Dos seus cinco tripulantes (bem menos que o habitual, já que o barco estava retornando de uma viagem e sem carga), três desapareceram nas águas doces e frias dos Grandes Lagos.
Entre eles, o seu comandante.
Foram, no entanto, estas duas características (o frio e a ausência de sal na água) que mantiveram o Alvin Clark perfeitamente conservado no fundo do lago por mais de um século.
Até que, em novembro de 1967, 103 anos após o seu naufrágio, um pescador teve sua rede enganchada em algo no fundo do lago e chamou o mergulhador Frank Hoffmann para soltá-la.
Hoffmann mergulhou e o que descobriu, 30 metros abaixo da superfície, foi uma preciosidade: o enorme casco de madeira da Alvin Clark ainda em perfeito estado, mesmo após tantos anos debaixo d ´água.
Até os dois mastros ainda estavam em pé, como se o barco estivesse na superfície.
Mais tarde, era exatamente isso o que aquele histórico barco voltaria a fazer.
Entusiasmado com o achado, Hoffmann decidiu resgatar a Alvin Clark do fundo do lago.
Nos anos seguintes, fez mais de 3 000 mergulhos no local, e, com a ajuda de amigos, removeu toneladas de lama que prendiam o casco, além de cavar valas por baixo dele, a fim de passar correntes que permitiriam trazer o barco de volta à superfície.
E assim foi feito.
Com pleno sucesso.
Em 1969, o Alvin Clark saiu inteiro do fundo do lago, mais de um século depois de ter afundado.
Um feito e tanto.
O objetivo de Hoffmann era claro: ganhar dinheiro exibindo o barco, nas margens do lago, como uma espécie de museu vivo.
Mas o sonho de fazer fortuna com isso durou pouco.

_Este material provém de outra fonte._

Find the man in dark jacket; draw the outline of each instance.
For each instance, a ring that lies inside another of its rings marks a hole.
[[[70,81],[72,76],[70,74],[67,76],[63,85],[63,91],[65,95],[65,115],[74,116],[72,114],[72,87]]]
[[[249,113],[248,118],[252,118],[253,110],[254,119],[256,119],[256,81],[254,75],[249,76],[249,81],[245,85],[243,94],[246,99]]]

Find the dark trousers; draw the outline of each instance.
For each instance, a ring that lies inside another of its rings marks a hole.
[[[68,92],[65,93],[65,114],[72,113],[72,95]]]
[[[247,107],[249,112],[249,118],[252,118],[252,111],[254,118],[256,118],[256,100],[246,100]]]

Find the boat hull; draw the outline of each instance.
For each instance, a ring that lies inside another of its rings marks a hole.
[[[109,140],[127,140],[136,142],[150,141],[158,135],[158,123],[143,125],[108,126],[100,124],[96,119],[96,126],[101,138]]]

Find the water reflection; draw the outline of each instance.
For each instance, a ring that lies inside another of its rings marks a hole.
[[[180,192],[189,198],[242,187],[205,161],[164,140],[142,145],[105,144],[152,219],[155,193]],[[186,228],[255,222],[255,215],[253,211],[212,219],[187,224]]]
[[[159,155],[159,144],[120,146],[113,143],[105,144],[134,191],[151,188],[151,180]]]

Passada a novidade, logo os visitantes começaram a minguar, o movimento tornou-se bem menor que o esperado e os parcos recursos auferidos com a venda de ingressos não foram suficientes para garantir a preservação do barco, inadequadamente mantido a céu aberto, sem maiores cuidados.
Em contato direto com o ar, os ventos e as chuvas, o Alvin Clark começou a definhar e apodrecer rapidamente, o que qualquer estagiário em arqueologia sabia que iria acontecer.
Menos Hoffmann.
Desolado, ele passou a beber.
Certo dia, bêbado e com raiva, chegou a tentar colocar fogo no barco, mas foi contido a tempo.
Depois, endividado, vendeu a área onde ficava o Alvin Clark para um empreendedor imobiliário, que, no entanto, só queria saber do terreno na beira do lago.
Para o comprador, aqueles restos de um velho barco na margem não passavam de um estorvo na paisagem e precisavam ser retirados.
E foi o que ele mandou fazer.
O que restava do pobre barco foi destruído por guindastes, a fim de liberar a área.
25 anos depois de voltar à vida, o Alvin Clark morreu de vez, vítima da então falta de legislação para a preservação de naufrágios, o que só passou a existir nos Estados Unidos após aquele episódio e a morte do próprio Hoffmann.
Foi um triste aprendizado.
Se tivesse permanecido submerso ou enviado a um museu especializado, o Alvin Clark hoje seria uma das maiores atrações da arqueologia submarina americana.
Mas acabou aos pedaços, soterrado por uma insólita terraplenagem.